India has recently come together with the United States, the United Arab Emirates, etc. to create food parks They use large technology and data. Indian officials claimed that this strategy would increase the income of Indian farmers.
Technology giants are becoming the main actors in the food section that data, networks and artificial intelligence Manage the digital food chain that supports the digital food chain. For example, it says the Field View Bayer digital platform extracts 2 billion data points from 5 million hectares of agricultural land in nine countries and transfers it to Microsoft and Amazon cloud and artificial intelligence servers to create business strategies. Span>
Researchers warn that new strategies for climate crisis profits, epidemic diseases and even conflicts such as conflicts such as What is going on in Ukraine prevents the real competition and the emergence of the agricultural sector involved with the “intense monopoly” that controls a handful of food giants in the global food market. Since the year of the UN policymaking spaces by companies have been institutionalized throughout the policy spaces, including by increasing corporate influence on the United Nations, such as the UN Food Systems Summit (UNFSS) in year 6. Organized.
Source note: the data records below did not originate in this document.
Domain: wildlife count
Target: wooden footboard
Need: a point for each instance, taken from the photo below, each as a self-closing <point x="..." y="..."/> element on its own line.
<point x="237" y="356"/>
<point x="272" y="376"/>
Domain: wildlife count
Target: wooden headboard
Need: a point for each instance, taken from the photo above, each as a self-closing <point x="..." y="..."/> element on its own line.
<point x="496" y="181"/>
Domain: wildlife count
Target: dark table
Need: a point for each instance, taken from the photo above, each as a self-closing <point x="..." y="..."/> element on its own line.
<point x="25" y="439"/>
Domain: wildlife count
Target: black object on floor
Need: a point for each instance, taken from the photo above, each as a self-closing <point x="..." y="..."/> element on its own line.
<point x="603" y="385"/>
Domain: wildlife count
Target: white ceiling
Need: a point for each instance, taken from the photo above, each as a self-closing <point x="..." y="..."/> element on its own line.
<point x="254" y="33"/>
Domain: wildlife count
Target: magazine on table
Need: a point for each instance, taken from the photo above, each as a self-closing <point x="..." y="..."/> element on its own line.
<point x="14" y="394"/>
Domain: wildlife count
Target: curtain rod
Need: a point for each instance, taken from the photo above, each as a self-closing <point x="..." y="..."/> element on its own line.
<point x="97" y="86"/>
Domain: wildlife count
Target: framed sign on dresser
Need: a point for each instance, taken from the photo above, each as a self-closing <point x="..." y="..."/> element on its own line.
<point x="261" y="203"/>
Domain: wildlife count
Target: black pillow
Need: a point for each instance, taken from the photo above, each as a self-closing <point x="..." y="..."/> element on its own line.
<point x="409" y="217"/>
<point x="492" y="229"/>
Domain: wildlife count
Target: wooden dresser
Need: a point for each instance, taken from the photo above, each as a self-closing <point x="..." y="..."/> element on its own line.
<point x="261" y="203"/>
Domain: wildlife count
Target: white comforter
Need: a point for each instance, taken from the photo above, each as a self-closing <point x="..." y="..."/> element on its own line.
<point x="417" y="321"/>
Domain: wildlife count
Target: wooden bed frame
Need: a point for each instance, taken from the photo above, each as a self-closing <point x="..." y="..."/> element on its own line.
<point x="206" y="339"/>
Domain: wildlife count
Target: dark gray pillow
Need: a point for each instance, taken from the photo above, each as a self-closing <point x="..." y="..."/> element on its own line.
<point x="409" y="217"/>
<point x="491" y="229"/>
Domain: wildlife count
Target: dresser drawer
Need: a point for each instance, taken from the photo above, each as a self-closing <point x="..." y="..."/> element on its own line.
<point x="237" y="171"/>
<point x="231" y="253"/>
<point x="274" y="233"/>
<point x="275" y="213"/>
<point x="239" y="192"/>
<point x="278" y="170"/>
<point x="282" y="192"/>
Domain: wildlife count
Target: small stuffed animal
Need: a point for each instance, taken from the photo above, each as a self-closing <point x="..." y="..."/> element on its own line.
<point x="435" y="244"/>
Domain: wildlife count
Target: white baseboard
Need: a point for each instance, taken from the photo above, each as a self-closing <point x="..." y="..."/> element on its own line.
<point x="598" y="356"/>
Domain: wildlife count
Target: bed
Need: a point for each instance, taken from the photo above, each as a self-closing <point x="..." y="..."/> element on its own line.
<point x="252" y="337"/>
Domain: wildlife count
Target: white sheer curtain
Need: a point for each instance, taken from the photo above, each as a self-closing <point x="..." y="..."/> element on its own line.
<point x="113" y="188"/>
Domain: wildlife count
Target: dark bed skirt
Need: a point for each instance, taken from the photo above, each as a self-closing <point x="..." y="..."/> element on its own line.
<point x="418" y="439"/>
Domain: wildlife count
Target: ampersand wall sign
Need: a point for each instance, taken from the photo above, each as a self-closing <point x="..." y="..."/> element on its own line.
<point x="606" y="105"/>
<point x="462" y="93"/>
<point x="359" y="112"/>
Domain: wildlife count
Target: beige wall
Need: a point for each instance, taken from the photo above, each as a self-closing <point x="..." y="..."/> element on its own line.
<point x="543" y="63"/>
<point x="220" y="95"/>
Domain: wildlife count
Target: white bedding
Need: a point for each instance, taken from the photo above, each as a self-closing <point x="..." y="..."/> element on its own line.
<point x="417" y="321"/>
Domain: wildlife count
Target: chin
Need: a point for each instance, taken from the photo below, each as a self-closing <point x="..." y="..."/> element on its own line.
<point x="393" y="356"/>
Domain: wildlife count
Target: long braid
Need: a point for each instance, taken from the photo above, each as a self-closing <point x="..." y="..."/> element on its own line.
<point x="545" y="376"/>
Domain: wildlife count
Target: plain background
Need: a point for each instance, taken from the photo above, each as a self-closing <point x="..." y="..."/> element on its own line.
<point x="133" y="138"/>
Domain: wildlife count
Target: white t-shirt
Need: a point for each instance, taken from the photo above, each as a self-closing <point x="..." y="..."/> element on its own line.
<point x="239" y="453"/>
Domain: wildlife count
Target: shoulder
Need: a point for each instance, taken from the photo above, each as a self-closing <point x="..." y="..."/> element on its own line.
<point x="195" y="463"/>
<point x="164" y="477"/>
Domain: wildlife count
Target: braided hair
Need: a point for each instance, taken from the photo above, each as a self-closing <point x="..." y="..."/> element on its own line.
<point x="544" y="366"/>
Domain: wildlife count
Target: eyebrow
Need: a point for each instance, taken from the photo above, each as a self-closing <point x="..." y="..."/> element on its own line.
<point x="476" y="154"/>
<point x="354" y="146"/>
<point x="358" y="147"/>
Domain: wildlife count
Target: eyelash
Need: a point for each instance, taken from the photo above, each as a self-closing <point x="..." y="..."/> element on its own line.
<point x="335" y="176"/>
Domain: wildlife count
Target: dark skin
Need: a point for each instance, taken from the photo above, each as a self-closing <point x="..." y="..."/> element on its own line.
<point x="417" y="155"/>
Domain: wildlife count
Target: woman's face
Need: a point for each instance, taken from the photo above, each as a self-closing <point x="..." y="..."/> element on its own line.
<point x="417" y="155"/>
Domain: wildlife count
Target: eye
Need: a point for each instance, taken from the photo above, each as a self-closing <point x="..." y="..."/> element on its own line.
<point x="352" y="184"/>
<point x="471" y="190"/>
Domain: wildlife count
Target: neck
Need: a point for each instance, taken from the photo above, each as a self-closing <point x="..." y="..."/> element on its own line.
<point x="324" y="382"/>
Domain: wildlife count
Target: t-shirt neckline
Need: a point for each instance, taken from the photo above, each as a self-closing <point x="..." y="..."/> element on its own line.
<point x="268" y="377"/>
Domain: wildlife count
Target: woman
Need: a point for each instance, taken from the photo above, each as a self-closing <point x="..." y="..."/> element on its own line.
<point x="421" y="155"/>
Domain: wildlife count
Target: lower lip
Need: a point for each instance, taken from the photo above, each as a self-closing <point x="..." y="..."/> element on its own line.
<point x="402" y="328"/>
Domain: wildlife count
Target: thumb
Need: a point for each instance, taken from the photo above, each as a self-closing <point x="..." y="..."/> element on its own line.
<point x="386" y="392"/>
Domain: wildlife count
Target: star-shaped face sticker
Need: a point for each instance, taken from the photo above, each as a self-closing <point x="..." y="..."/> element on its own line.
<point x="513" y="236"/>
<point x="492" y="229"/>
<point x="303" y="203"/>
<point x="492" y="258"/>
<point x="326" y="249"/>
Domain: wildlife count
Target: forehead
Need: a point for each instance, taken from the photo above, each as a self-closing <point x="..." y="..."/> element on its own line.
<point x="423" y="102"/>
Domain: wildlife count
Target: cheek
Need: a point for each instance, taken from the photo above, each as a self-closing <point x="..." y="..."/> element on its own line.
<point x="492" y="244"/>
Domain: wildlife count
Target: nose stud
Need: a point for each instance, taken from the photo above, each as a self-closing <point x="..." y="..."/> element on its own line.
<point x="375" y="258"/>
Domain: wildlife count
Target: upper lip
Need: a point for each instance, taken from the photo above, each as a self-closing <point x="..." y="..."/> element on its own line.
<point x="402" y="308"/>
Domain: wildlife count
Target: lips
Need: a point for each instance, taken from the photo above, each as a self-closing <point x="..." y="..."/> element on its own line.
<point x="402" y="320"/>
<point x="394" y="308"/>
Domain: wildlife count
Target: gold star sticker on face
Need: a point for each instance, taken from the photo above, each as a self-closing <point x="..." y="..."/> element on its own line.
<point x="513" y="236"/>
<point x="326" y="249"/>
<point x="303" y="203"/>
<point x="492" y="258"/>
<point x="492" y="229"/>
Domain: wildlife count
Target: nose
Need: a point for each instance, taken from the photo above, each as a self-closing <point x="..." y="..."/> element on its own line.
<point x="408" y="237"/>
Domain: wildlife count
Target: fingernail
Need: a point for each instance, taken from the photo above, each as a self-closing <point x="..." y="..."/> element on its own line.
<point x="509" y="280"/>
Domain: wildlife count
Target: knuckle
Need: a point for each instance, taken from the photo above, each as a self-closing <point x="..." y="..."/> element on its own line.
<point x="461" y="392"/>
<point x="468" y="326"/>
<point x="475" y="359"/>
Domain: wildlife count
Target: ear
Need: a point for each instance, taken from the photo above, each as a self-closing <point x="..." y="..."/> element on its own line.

Old Free Market Strategy Now by increasing loans for revenue transfer policies and subsidies, or for manufacturers for shopping Imported supplies or for the most vulnerable families to buy cheaper foods are increasingly accompanied by. This approach involves the poorest families in the hunger trade. The war against hunger once again wants to finance agricultural-food companies to make a large part of the food production and distribution process. These events seem to be redefined by a new concept of food security over the scope of national governance.